The paper says it’s “time for the Jewish community to engage in this delicate complicated debate.” Yes indeed it’s “delicate [and] complicated.” Those phrases so bathed in pain and sensitivity are the best tipoff that the editorialists are about to say something that should be beyond the bounds of appropriate discourse — and indeed they do.

 

THE ROAD ISN’T THE VEHICLE In his Jewish Week column to which I referred previously Gary Rosenblatt also notes that the UJA-Federation study’s findings “underscore … the pivotal role of the Modern Orthodox community” which has “moved to the right.” But he continues “There are those of us within that community who argue that for the sake of Klal Yisrael and Jewish unity halachah should function as more of a gateway than a barricade on issues from communal participation to conversion. The question is how far religious parameters can be stretched for the sake of harmony.…”

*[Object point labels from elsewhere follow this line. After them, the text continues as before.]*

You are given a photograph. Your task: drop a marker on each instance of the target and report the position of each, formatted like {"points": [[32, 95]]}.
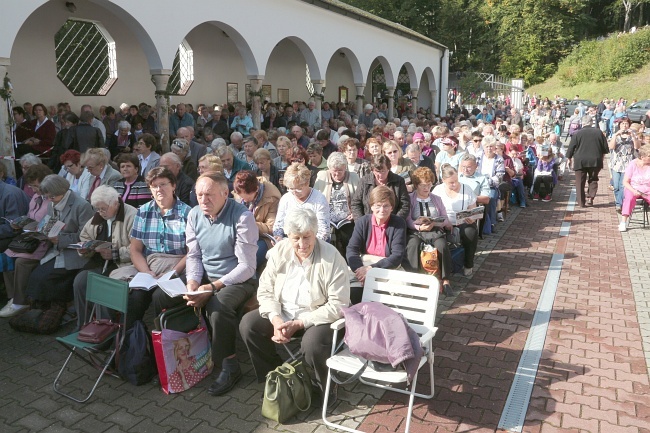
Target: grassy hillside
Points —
{"points": [[632, 86], [613, 67]]}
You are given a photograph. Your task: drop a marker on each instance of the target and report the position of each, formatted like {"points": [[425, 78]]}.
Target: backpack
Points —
{"points": [[39, 321], [135, 360]]}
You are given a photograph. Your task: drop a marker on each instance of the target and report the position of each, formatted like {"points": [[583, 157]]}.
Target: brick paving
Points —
{"points": [[593, 374]]}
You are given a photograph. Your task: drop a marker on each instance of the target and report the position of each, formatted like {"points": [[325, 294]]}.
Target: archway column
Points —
{"points": [[434, 94], [160, 79], [256, 101], [391, 103], [414, 101], [318, 96], [6, 144], [360, 89]]}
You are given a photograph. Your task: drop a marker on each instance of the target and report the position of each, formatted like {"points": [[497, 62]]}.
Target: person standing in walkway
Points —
{"points": [[586, 151]]}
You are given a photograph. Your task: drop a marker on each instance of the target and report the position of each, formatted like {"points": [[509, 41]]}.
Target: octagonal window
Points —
{"points": [[182, 75], [85, 57]]}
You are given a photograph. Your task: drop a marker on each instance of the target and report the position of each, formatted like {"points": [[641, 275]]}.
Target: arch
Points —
{"points": [[148, 46], [391, 80], [250, 62], [310, 58], [353, 60], [413, 78], [431, 78]]}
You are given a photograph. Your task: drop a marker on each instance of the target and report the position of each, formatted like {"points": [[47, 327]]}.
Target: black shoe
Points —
{"points": [[317, 396], [448, 291], [225, 382]]}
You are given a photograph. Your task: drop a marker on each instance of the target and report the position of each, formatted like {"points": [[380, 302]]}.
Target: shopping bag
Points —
{"points": [[183, 358]]}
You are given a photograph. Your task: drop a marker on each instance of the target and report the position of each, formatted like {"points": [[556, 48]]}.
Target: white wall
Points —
{"points": [[217, 61], [33, 65]]}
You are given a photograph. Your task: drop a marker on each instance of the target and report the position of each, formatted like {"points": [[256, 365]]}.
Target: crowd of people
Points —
{"points": [[296, 212]]}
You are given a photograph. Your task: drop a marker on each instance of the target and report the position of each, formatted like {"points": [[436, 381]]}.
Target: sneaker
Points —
{"points": [[10, 310]]}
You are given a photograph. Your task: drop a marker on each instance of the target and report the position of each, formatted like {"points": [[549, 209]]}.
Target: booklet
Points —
{"points": [[47, 228], [172, 286], [474, 214], [437, 221], [91, 245], [340, 224], [24, 222]]}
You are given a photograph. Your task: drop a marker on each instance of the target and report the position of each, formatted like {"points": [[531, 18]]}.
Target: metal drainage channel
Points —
{"points": [[514, 412]]}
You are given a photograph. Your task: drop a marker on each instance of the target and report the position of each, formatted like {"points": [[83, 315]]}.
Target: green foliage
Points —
{"points": [[605, 60], [516, 38]]}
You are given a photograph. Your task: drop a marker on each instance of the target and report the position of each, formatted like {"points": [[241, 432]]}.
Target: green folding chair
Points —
{"points": [[100, 291]]}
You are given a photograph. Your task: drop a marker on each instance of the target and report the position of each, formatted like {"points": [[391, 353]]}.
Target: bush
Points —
{"points": [[606, 60]]}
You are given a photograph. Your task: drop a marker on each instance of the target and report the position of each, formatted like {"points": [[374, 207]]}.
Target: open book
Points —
{"points": [[24, 222], [475, 214], [172, 286], [91, 245]]}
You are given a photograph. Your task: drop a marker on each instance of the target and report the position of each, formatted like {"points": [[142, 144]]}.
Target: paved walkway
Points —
{"points": [[593, 373]]}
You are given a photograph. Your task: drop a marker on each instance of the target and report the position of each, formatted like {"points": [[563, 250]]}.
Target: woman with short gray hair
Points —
{"points": [[323, 290], [122, 141], [301, 195], [339, 185], [113, 253], [60, 264]]}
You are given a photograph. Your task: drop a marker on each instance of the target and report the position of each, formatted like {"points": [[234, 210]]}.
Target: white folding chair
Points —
{"points": [[414, 296]]}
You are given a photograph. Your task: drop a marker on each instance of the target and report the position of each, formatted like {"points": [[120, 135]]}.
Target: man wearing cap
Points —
{"points": [[585, 156], [180, 118], [311, 115], [368, 116]]}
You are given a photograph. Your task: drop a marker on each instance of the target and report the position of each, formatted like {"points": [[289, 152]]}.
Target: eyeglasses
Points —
{"points": [[159, 186]]}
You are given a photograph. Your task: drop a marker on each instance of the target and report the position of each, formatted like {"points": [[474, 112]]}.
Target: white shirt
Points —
{"points": [[462, 201], [295, 296]]}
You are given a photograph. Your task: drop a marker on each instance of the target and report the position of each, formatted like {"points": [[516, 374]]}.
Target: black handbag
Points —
{"points": [[24, 243], [181, 318]]}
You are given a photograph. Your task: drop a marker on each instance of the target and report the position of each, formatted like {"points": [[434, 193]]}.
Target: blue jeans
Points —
{"points": [[518, 185], [617, 181], [262, 248]]}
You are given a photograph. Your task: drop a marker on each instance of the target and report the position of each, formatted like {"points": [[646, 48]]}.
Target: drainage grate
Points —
{"points": [[514, 412]]}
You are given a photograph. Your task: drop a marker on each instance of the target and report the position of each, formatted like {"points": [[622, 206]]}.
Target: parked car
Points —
{"points": [[637, 110]]}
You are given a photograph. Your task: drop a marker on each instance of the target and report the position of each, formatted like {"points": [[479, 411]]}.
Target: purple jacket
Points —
{"points": [[376, 332], [547, 166]]}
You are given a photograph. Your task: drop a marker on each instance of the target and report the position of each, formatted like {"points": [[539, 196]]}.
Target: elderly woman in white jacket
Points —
{"points": [[301, 292]]}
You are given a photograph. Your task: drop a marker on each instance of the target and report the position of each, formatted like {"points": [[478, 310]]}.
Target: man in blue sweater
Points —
{"points": [[222, 243]]}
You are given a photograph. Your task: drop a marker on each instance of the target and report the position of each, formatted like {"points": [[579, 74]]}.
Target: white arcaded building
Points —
{"points": [[218, 50]]}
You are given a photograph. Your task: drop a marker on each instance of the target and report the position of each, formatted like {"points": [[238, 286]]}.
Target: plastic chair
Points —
{"points": [[414, 296], [645, 208], [106, 292]]}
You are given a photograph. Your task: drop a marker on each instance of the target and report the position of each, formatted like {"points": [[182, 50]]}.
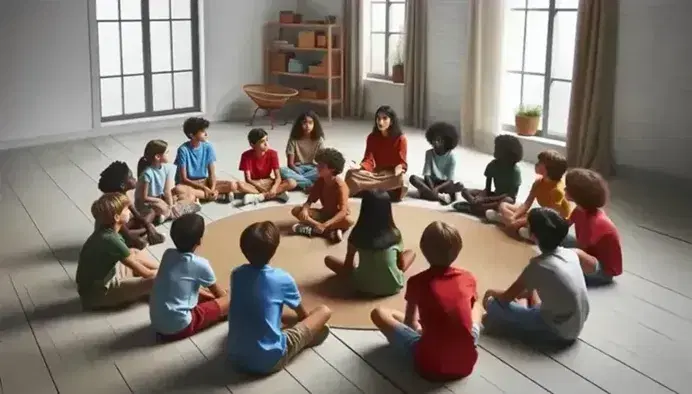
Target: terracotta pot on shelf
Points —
{"points": [[526, 125], [398, 73]]}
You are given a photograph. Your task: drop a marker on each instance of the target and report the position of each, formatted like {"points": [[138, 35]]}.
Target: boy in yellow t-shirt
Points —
{"points": [[548, 190]]}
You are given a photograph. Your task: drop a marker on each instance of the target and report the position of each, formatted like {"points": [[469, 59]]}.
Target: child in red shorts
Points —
{"points": [[441, 298], [182, 281], [597, 239]]}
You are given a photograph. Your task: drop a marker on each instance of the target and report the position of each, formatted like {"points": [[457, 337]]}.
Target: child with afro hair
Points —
{"points": [[437, 183], [502, 172], [140, 230]]}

But in this it seems to me Rosenblatt has it precisely backwards. Halachah isn’t a vehicle for unity; unity is an ideal that reflects our shared covenant as servants of Hashem and keepers of His Torah. As I wrote in a recent symposium on Jewish unity in the OU’s Jewish Action magazine

The pursuit of unity amongst Jews is in essence an effort to actualize a deeper spiritual linkage that already exists between us all.… Jewish unity can’t possibly be invoked in furtherance of objectives that are injurious to the very relationship with G-d and His Torah that gives that unity its substance.